For instance, third-party data are important for acquisition and win-back stages, due to lack of behavioral and transaction data. Conversely, to build proper cross-sell/up-sell, customer value or churn prevention models, you will need to use rich transaction and interaction history with your customers. Then of course, technology that you need to employ would be different for each stage.

Then, only then, write down proper media channels that would be best utilized for each stage of your marketing efforts.

For example, in the acquisition stage, where only third-party data and non-transactional data are available, what would be the best acquisition channel for you to employ? Catalog? Postcard? Email? Social media? General media?

For relationship-building and retention efforts, yes, email is the dominant one; but should it be the only one? Let’s not just settle on one channel, just because it is readily available and less costly. If you have all of the rich transaction and response data, why not use direct marketing, with rather fancy catalogs or First Class mail? Surely, with such powerful data, we can build proper targeting models to make those more expensive channels worthwhile.

Turning Marketing on Its Head

The key message here is to reverse the way we think about our channels, and shake the whole marketing ecosystem up.

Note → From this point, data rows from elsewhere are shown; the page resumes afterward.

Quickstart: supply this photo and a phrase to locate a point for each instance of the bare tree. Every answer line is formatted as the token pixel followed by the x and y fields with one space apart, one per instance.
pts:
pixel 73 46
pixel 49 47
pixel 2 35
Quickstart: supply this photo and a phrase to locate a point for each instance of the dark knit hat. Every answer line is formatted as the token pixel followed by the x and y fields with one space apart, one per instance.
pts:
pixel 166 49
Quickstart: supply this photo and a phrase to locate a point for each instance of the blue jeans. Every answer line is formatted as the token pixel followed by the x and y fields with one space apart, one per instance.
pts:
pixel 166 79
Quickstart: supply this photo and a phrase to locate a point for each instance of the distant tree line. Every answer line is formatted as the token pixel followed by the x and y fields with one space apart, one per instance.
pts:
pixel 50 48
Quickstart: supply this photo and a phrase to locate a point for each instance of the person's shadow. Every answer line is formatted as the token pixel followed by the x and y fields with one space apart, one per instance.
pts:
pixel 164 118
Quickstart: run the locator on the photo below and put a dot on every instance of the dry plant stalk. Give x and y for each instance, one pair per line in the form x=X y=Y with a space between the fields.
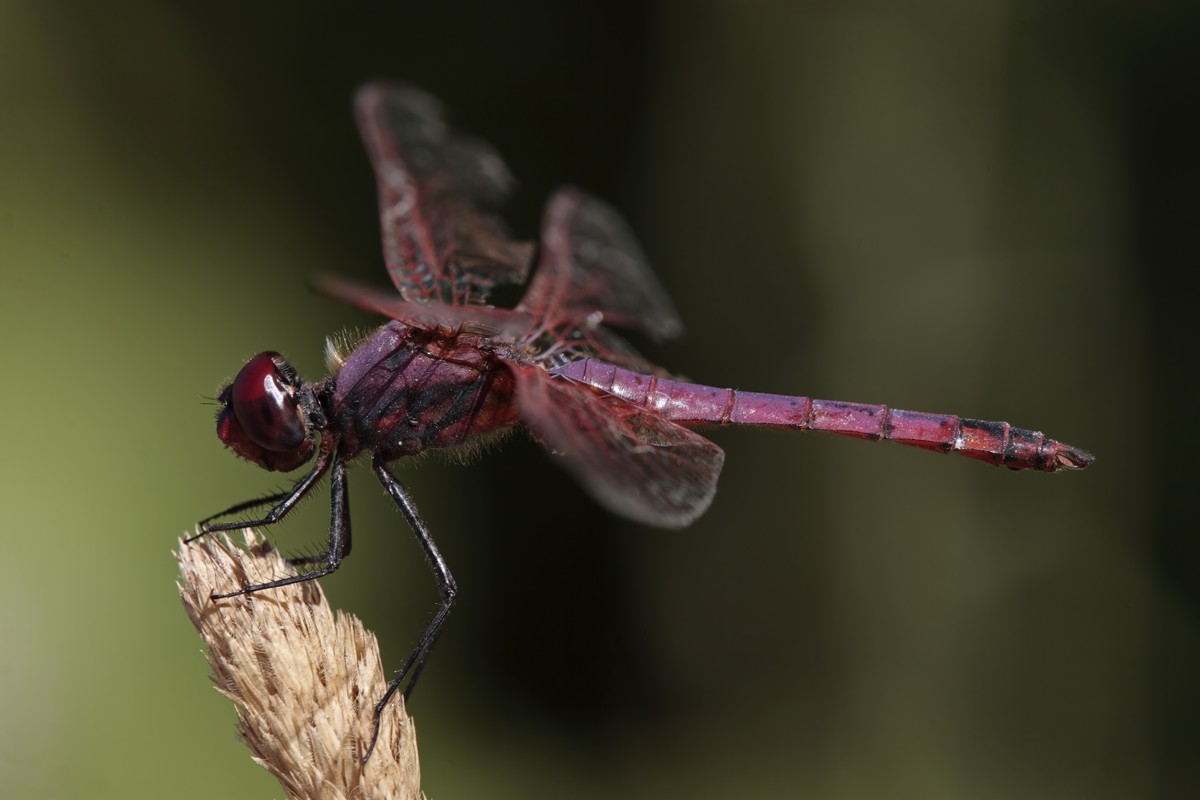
x=305 y=680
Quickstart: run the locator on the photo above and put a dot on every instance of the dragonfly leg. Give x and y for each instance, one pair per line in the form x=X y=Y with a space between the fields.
x=339 y=541
x=285 y=501
x=447 y=587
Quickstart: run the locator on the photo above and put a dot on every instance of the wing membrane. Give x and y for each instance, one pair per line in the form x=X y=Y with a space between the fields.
x=593 y=271
x=631 y=461
x=438 y=246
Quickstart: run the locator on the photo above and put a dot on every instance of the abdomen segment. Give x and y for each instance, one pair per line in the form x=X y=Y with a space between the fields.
x=995 y=443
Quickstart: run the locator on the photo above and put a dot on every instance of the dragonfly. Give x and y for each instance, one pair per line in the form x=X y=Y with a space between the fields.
x=449 y=371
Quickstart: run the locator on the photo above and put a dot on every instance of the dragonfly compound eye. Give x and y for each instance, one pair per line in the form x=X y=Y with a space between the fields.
x=265 y=405
x=262 y=419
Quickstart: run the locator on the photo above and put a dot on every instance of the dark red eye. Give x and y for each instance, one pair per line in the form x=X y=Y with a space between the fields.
x=265 y=404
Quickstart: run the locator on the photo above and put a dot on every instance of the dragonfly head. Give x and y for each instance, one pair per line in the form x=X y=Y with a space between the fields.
x=263 y=414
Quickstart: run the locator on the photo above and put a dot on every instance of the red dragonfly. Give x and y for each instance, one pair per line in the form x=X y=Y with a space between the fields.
x=449 y=368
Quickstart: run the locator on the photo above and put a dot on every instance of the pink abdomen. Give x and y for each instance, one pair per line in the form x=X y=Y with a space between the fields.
x=995 y=443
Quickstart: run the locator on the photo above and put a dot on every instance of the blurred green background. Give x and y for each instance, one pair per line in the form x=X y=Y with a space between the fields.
x=973 y=208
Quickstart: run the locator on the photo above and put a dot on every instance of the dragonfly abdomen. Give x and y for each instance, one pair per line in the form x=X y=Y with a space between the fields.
x=994 y=443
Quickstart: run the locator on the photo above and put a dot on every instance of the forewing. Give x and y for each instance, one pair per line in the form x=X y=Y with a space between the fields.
x=592 y=271
x=631 y=461
x=498 y=323
x=437 y=244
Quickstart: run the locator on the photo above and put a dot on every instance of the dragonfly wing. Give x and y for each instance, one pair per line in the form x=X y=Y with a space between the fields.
x=593 y=271
x=631 y=461
x=438 y=246
x=498 y=323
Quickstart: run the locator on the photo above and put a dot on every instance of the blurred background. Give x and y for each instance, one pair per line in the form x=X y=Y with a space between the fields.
x=975 y=208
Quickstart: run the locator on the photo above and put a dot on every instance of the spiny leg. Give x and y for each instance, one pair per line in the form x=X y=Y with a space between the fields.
x=447 y=587
x=203 y=524
x=339 y=540
x=285 y=503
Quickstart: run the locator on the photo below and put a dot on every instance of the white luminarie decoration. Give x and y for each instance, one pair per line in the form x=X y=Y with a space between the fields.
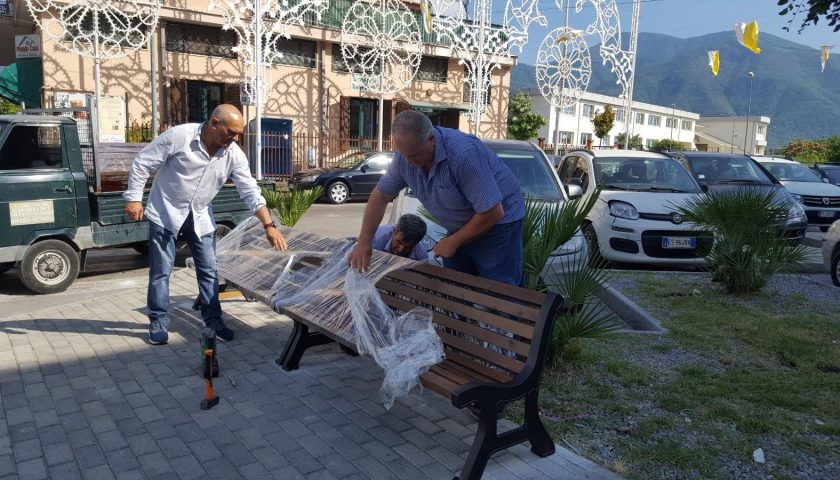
x=382 y=46
x=480 y=46
x=269 y=21
x=97 y=29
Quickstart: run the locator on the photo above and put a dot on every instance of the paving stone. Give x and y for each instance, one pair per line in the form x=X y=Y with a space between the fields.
x=59 y=453
x=122 y=460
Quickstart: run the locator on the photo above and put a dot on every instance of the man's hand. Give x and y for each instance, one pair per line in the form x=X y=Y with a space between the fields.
x=360 y=257
x=446 y=247
x=134 y=210
x=276 y=239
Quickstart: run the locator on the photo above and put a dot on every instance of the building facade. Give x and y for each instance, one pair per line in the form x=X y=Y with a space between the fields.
x=574 y=127
x=311 y=85
x=727 y=134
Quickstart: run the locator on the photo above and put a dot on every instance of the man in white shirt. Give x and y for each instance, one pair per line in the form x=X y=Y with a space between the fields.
x=190 y=163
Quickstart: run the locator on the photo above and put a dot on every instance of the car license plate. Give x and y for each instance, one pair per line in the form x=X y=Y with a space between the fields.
x=679 y=242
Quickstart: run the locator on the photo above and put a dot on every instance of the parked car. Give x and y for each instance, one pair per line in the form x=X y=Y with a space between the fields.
x=831 y=251
x=352 y=178
x=820 y=200
x=635 y=218
x=829 y=173
x=538 y=181
x=727 y=172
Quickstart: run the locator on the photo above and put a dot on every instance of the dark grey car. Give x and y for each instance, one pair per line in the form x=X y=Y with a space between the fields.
x=725 y=172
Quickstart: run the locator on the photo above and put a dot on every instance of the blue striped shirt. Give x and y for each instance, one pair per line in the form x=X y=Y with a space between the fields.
x=466 y=178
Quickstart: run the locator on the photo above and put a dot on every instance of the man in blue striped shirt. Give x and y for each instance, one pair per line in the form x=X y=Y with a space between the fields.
x=468 y=189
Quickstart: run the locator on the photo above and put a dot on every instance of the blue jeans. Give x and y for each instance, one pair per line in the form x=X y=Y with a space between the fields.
x=162 y=250
x=496 y=256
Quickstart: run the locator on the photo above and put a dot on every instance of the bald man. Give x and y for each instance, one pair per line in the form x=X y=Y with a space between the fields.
x=190 y=163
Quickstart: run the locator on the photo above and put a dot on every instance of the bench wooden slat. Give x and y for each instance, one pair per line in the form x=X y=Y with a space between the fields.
x=481 y=352
x=527 y=312
x=506 y=324
x=475 y=331
x=440 y=385
x=535 y=298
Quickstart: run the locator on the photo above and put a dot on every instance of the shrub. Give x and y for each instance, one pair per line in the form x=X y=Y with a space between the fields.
x=749 y=247
x=290 y=205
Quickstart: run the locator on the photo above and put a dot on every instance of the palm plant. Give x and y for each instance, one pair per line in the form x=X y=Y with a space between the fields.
x=547 y=227
x=290 y=205
x=749 y=244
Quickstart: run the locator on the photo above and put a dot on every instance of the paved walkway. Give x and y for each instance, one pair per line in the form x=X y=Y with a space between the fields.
x=82 y=395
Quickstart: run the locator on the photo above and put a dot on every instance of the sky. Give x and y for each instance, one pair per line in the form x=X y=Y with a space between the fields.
x=686 y=19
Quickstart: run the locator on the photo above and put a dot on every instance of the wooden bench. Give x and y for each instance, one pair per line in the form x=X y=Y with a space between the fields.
x=495 y=339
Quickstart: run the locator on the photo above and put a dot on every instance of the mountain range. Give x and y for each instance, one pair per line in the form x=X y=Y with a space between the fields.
x=788 y=86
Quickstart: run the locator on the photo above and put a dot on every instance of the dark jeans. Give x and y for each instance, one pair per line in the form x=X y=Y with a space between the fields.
x=162 y=250
x=496 y=256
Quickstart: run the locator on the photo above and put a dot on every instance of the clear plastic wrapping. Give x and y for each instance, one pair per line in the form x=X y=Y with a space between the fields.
x=312 y=280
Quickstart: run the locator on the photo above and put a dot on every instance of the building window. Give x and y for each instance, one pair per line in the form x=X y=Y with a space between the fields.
x=202 y=99
x=468 y=91
x=433 y=69
x=294 y=52
x=200 y=40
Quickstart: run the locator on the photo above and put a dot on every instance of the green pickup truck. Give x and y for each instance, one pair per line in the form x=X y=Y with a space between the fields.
x=60 y=198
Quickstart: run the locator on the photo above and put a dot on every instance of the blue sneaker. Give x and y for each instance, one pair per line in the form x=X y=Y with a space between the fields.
x=224 y=334
x=158 y=334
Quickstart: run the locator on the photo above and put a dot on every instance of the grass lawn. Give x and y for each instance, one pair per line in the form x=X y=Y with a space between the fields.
x=731 y=375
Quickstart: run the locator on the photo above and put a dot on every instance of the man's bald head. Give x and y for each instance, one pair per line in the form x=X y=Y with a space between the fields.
x=225 y=127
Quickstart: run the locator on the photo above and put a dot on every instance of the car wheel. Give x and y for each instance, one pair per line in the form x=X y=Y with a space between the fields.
x=338 y=192
x=49 y=267
x=592 y=244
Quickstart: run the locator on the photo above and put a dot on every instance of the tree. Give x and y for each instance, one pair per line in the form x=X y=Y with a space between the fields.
x=603 y=122
x=816 y=9
x=666 y=145
x=635 y=141
x=523 y=124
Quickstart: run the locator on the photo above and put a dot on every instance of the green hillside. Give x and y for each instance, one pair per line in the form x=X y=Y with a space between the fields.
x=788 y=86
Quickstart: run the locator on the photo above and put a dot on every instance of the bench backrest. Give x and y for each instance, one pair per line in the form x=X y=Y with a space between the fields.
x=489 y=327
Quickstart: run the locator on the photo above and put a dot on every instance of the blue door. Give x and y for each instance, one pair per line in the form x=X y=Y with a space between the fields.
x=276 y=146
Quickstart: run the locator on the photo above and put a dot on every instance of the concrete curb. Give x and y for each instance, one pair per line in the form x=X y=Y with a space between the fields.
x=628 y=310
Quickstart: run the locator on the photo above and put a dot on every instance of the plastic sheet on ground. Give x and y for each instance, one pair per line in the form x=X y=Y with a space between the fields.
x=312 y=280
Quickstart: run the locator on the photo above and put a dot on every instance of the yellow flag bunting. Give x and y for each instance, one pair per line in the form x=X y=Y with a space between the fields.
x=747 y=34
x=714 y=61
x=824 y=55
x=426 y=10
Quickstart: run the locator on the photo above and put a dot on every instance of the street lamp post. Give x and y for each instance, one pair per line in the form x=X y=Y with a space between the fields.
x=673 y=121
x=749 y=106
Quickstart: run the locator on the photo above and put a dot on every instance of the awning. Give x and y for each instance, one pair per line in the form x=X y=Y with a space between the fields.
x=21 y=82
x=428 y=106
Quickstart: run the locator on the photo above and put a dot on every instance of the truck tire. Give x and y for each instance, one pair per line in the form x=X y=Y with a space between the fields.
x=49 y=266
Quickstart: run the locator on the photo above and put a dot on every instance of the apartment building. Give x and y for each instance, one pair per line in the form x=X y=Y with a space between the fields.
x=726 y=134
x=311 y=85
x=573 y=126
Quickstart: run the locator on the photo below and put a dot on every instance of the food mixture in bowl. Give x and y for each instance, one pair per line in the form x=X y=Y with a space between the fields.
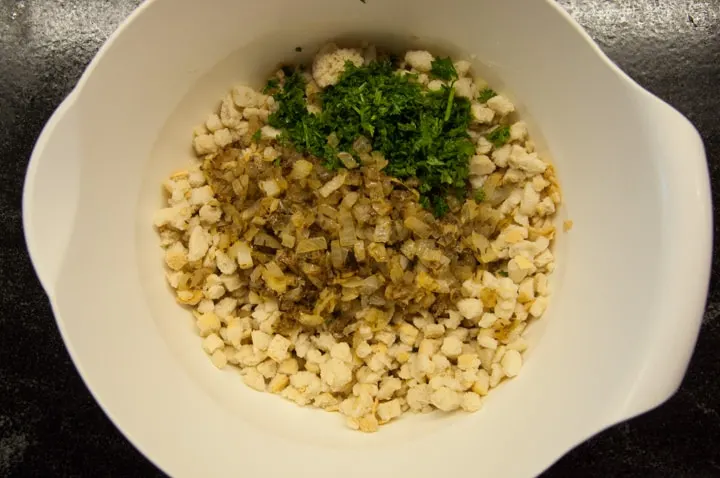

I got into a heated debate with one of my colleagues the other day about this. Many digital marketers think that the journey begins at the moment a visitor lands on a website or types in a search word (refer to “Customer Journeys Don’t Start on Your Website”).

Before someone magically shows up on some site, there had to be other efforts to raise awareness and pique interest for that visitor. It could have been a banner, billboard, TV, radio, magazine, paper or more targeted media, such as direct mail, catalogs or email. All of those channels play different roles in different stages of both customer’s journey and the marketer’s journey.

Multichannel or Omnichannel concepts have been around for a long time; but to rise above the channel-centric mindset that hampers effective customer communication, markers must be aware of the timeline view, as well.

In fact, as I described in the body of this article, you may have to reverse the whole process, and see it from the timeline view first, and then assign proper channels to each stage. Otherwise, how would you ever escape from channel silos?